Feasibility study of a wearable system based on a wireless body area network for gait assessment in Parkinson's disease patients

Mar 1, 2014 | Magazine: Sensors (Basel, Switzerland)

Cancela J(1), Pastorino M(2), Arredondo MT(3), Nikita KS(4), Villagra F(5), Pastor MA(6).

(1) Campus de Excelencia Internacional (CEI) Moncloa, Universidad Politecnica de Madrid (UPM)-Universidad Complutense de Madrid (UCM), Ciudad Universitaria, Madrid 28003, Spain.
(2) Life Supporting Technologies Group, Universidad Politecnica de Madrid (UPM), Ciudad Universitaria, Madrid 28003, Spain.
(3) Life Supporting Technologies Group, Universidad Politecnica de Madrid (UPM), Ciudad Universitaria, Madrid 28003, Spain.
(4) Biomedical Simulations and Imaging Laboratory, School of Electrical and Computer Engineering, National Technical University of Athens, Iroon Polytechniou 9, Athens 15780, Greece.
(5) Division of Neurosciences, Center for Applied Medical Research (CIMA), University of Navarra, Pamplona 31008, Spain.
(6) Division of Neurosciences, Center for Applied Medical Research (CIMA), University of Navarra, Pamplona 31008, Spain. 


Abstract

Parkinson's disease (PD) alters the motor performance of affected individuals. The dopaminergic denervation of the striatum, due to substantia nigra neuronal loss, compromises the speed, the automatism and smoothness of movements of PD patients.

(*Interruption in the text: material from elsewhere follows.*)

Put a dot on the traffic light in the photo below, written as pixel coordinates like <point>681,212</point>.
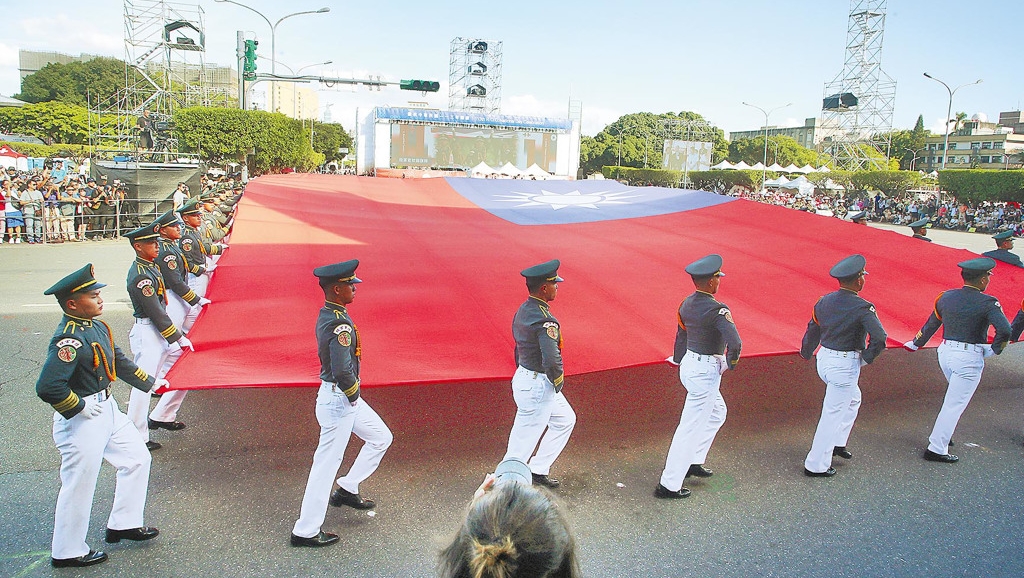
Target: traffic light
<point>249,71</point>
<point>420,85</point>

The development of a reliable tool for long-term monitoring of PD symptoms would allow the accurate assessment of the clinical status during the different PD stages and the evaluation of motor complications. Furthermore, it would be very useful both for routine clinical care as well as for testing novel therapies. Within this context we have validated the feasibility of using a Body Network Area (BAN) of wireless accelerometers to perform continuous at home gait monitoring of PD patients.

The analysis addresses the assessment of the system performance working in real environments.

CITATION  Sensors (Basel). 2014 Mar 7;14(3):4618-33. doi: 10.3390/s140304618.